= Laura Schaposnik =

Argentine and American mathematician

Laura Patricia Schaposnik Massolo (born 1985) is an Argentine and American mathematician working in algebraic geometry and mathematical physics. She is a professor in the Department of Mathematics, Statistics, and Computer Science at the University of Illinois Chicago.

==Education and career==
Schaposnik was born in 1985 in La Plata. She became a mathematics student at the National University of La Plata, where she received a licenciate (the Argentine equivalent of a master's degree) in 2008. She finished her studies early, as the top student of her year at the National University of La Plata, and became known as "la chica 10" for her perfect scores in all her exams. During her studies, she was also a piano student at the Gilardo Gilardi Conservatory of Music, and won a medal in a digital photography competition at the university.

She continued her studies in mathematics at the University of Oxford in England, as a member of New College, Oxford, under the supervision of Nigel Hitchin. Her 2013 doctoral dissertation was Spectral data for G-Higgs bundles. During this period she also worked as a lecturer and research assistant at Oxford and the University of Heidelberg in Germany.

Next, she became a postdoctoral researcher and L. Doob Research Assistant Professor at the University of Illinois Urbana-Champaign from 2013 to 2015. In 2015, she took an assistant professorship at the University of Illinois Chicago; she was promoted to associate professor in 2018 and full professor in 2022.

==Research==
Schaposnik research topics include the geometry of moduli spaces of Higgs bundles and Hitchin systems, and their connections to the theory of branes in mathematical physics.

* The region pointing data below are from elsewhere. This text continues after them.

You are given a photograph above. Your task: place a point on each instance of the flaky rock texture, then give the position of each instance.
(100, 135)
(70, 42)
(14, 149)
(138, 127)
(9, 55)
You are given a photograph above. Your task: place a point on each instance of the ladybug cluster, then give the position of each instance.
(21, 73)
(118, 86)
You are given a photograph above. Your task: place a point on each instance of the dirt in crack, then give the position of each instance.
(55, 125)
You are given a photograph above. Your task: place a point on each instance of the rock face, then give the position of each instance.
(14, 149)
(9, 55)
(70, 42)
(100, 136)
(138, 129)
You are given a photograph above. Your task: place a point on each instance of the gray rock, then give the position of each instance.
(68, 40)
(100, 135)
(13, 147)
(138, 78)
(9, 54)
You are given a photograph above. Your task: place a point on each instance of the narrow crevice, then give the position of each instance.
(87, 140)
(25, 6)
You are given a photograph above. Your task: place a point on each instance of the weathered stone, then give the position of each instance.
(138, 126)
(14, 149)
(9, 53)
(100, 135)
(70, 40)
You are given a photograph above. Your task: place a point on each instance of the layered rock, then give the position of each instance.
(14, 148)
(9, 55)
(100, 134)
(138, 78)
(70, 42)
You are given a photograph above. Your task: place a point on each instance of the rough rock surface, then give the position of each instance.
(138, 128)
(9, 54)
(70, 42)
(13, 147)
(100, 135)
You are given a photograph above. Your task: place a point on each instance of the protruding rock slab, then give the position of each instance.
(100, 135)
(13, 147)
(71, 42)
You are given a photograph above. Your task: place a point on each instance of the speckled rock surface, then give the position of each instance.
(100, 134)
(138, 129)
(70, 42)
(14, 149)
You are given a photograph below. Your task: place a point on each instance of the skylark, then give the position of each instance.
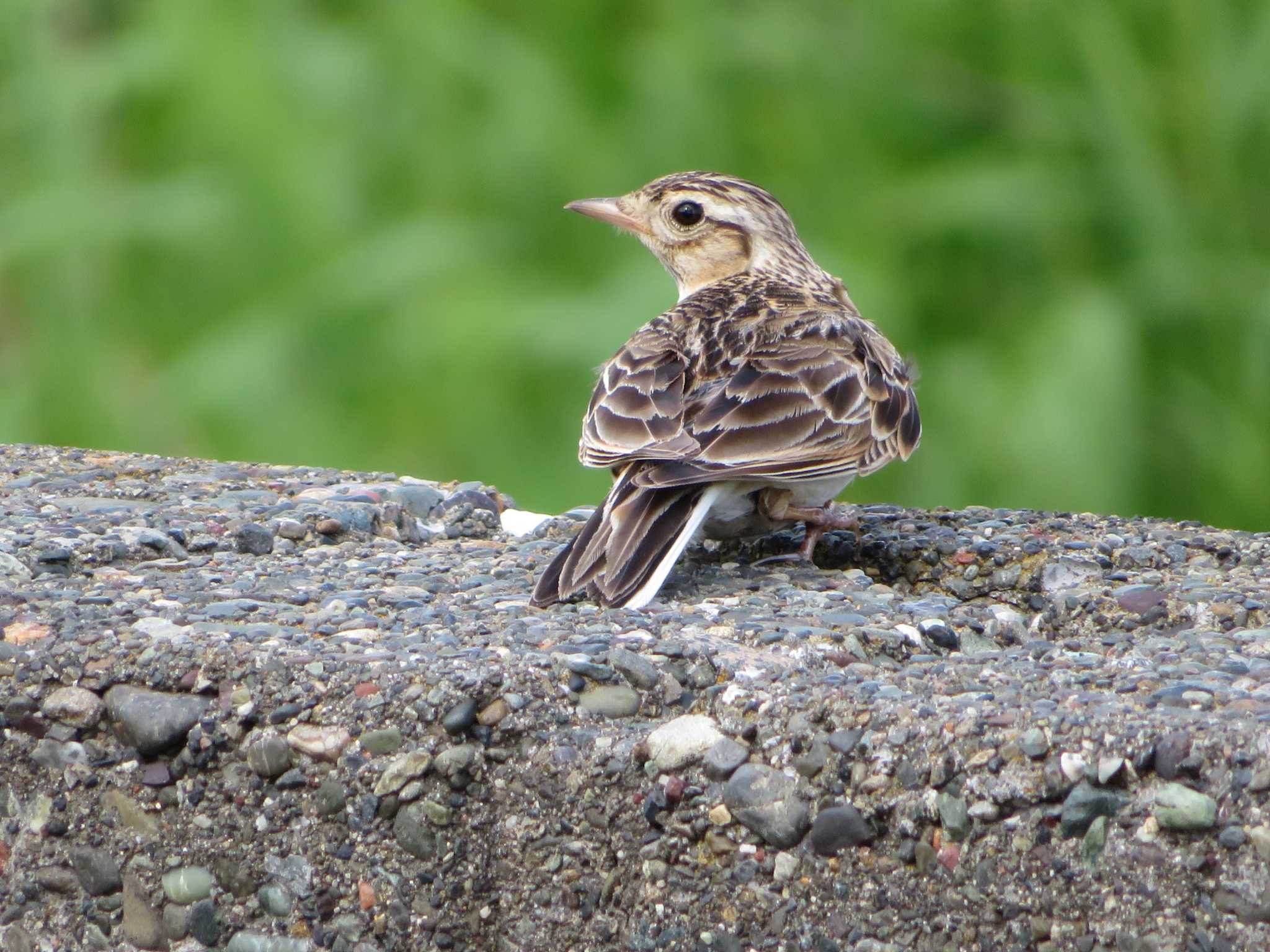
(748, 405)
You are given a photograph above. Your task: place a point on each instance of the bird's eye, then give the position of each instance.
(687, 214)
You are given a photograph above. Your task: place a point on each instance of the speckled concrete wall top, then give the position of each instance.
(269, 707)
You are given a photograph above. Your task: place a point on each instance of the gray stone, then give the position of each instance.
(175, 922)
(253, 539)
(143, 926)
(682, 742)
(413, 832)
(55, 756)
(1227, 901)
(75, 706)
(1034, 743)
(234, 878)
(380, 742)
(417, 500)
(1179, 808)
(203, 922)
(722, 760)
(1083, 804)
(837, 828)
(331, 798)
(17, 938)
(259, 942)
(1066, 573)
(12, 568)
(153, 721)
(814, 759)
(845, 742)
(275, 901)
(1232, 837)
(97, 870)
(403, 770)
(610, 701)
(293, 873)
(460, 718)
(636, 668)
(458, 759)
(1170, 752)
(56, 879)
(269, 754)
(768, 801)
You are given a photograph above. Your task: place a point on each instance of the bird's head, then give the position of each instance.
(704, 226)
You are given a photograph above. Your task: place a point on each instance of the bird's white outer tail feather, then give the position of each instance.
(648, 592)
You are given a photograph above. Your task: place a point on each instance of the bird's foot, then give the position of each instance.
(817, 521)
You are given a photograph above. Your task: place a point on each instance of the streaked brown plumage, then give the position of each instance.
(747, 405)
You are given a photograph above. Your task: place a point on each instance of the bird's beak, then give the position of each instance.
(607, 209)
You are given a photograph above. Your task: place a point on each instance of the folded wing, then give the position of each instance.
(815, 395)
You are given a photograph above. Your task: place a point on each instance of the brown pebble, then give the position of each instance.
(493, 712)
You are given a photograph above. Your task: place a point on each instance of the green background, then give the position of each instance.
(332, 232)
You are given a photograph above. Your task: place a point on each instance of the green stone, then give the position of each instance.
(187, 884)
(1179, 808)
(1095, 838)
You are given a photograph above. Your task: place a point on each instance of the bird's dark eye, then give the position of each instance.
(687, 214)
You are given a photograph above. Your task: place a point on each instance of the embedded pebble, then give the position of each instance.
(682, 742)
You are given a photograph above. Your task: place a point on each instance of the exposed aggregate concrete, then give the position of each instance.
(271, 708)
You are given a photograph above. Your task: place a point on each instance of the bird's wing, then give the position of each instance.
(815, 397)
(637, 410)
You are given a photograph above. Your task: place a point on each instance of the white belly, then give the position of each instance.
(734, 513)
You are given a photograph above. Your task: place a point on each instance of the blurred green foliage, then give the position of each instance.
(331, 232)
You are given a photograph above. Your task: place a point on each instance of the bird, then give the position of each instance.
(748, 405)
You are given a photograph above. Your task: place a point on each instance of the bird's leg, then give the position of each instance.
(817, 519)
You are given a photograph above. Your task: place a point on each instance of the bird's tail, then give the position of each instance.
(628, 546)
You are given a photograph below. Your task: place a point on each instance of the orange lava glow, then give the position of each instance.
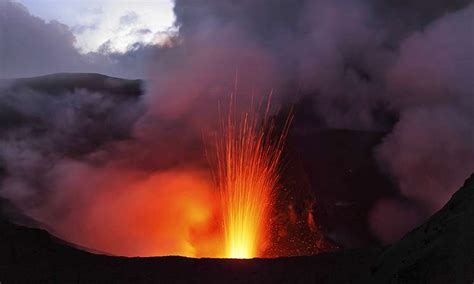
(249, 151)
(166, 213)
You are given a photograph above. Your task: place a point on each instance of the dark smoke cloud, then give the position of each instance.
(430, 151)
(354, 58)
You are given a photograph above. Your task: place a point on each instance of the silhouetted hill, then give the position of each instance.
(68, 82)
(439, 251)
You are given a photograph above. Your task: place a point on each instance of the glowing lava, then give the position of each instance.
(249, 151)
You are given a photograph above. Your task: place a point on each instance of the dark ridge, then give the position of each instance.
(68, 82)
(439, 251)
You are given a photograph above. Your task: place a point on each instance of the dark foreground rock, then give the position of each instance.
(439, 251)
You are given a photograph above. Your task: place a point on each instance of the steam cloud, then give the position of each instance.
(354, 58)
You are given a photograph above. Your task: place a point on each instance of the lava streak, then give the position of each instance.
(249, 151)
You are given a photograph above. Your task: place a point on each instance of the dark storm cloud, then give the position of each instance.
(430, 151)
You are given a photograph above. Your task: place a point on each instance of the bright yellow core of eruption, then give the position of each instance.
(249, 150)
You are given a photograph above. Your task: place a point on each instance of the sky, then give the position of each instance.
(112, 25)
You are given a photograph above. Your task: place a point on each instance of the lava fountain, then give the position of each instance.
(249, 150)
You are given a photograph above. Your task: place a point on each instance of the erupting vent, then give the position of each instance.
(249, 151)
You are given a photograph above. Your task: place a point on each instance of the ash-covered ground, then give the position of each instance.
(325, 164)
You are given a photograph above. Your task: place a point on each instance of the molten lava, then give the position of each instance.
(249, 151)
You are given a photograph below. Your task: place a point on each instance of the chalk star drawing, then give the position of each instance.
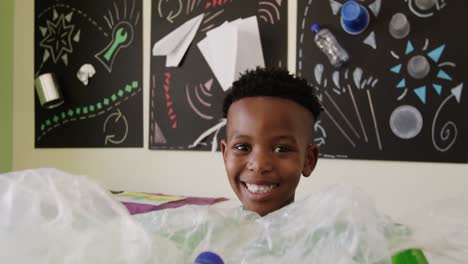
(58, 36)
(421, 89)
(122, 33)
(202, 89)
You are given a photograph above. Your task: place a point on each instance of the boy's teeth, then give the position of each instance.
(259, 188)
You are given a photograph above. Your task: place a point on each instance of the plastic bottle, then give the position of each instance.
(410, 256)
(328, 44)
(208, 257)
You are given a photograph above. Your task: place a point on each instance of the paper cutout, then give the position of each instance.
(233, 48)
(145, 198)
(175, 44)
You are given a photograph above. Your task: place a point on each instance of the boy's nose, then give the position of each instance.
(260, 162)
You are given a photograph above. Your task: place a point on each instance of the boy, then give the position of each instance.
(269, 134)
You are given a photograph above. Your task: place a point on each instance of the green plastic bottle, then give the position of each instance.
(410, 256)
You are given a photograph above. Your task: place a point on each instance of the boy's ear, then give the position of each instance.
(223, 149)
(310, 160)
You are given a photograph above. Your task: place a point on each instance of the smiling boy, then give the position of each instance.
(269, 137)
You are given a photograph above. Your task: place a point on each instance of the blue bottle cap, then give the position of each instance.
(354, 17)
(315, 28)
(208, 257)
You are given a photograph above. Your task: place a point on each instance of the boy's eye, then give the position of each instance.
(242, 147)
(280, 149)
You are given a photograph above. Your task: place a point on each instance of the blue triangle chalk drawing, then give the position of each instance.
(396, 69)
(421, 93)
(438, 88)
(402, 84)
(409, 48)
(443, 75)
(435, 54)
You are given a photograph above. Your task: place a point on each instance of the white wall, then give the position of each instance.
(395, 186)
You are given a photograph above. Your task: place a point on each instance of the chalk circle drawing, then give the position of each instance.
(169, 12)
(268, 11)
(374, 7)
(201, 92)
(58, 35)
(406, 122)
(110, 124)
(320, 134)
(122, 36)
(448, 132)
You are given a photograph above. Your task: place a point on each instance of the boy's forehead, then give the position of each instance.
(269, 104)
(268, 113)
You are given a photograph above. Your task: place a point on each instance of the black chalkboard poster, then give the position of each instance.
(94, 48)
(375, 108)
(186, 101)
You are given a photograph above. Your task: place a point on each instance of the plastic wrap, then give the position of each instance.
(51, 217)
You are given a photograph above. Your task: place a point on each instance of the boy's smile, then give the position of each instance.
(266, 150)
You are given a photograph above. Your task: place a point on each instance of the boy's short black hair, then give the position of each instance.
(273, 82)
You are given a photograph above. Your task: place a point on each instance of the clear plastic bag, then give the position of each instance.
(51, 217)
(48, 216)
(338, 225)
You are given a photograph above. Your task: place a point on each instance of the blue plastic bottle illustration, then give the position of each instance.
(328, 44)
(208, 257)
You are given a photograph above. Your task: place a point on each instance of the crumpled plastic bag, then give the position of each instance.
(48, 216)
(338, 225)
(52, 217)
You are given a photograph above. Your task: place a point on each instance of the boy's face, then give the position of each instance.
(266, 150)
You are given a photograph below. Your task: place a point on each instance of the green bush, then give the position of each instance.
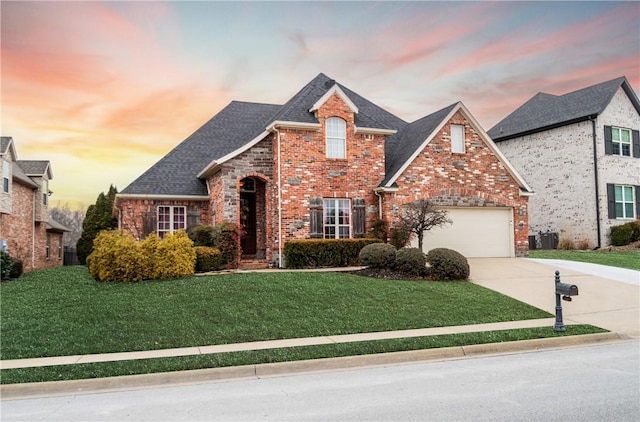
(314, 253)
(174, 257)
(226, 238)
(635, 228)
(207, 259)
(6, 265)
(17, 269)
(447, 264)
(621, 235)
(117, 256)
(201, 235)
(378, 255)
(411, 261)
(399, 237)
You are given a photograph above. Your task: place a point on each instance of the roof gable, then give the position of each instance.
(36, 168)
(229, 130)
(7, 146)
(335, 89)
(546, 111)
(418, 134)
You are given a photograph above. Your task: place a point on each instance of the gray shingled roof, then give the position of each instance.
(240, 122)
(176, 173)
(403, 145)
(34, 167)
(18, 174)
(546, 111)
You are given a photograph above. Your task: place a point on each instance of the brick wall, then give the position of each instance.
(476, 178)
(307, 173)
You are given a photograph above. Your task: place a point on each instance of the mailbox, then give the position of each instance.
(566, 289)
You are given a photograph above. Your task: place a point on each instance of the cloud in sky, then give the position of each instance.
(105, 89)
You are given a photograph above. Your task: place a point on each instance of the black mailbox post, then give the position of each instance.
(565, 291)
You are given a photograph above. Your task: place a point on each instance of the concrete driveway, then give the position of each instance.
(603, 301)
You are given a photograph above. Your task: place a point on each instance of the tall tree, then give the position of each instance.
(99, 217)
(72, 219)
(420, 216)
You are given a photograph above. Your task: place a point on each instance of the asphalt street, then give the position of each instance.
(588, 383)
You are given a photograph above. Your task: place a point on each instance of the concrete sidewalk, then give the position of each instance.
(603, 301)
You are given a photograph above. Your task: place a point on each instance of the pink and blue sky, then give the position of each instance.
(105, 89)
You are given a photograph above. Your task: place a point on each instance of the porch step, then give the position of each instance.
(253, 264)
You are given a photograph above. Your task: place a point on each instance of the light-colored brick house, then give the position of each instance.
(581, 154)
(325, 165)
(26, 230)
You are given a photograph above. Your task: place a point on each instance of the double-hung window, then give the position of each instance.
(337, 218)
(621, 141)
(5, 176)
(457, 139)
(336, 135)
(624, 201)
(171, 219)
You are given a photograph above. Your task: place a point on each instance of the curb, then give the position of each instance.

She has also studied topics in the applications of mathematics to behavioral science, bio-inspired computing, and patterns in nature, including rumor spread in social networks, gender patterns in how people carry their cellphones, and the structure and relations among viruses.

==Recognition==
Schaposnik was a 2025 recipient of the Presidential Early Career Award for Scientists and Engineers.

==Personal life==
Schaposnik is the daughter of two Argentine physicists, Fidel A. Schaposnik, and Claudia Patricia Massolo. Her brother, Fidel I. Schaposnik, is also a physicist. She is married to James Unwin, a physicist at the University of Illinois Chicago. they have two children.

Schaposnik is the author and publisher of several children's books in both Spanish and English, including Ene and the Magic Boxes: An Odyssey Through The World Of Artisans, and (with Unwin) Reaching for the Stars.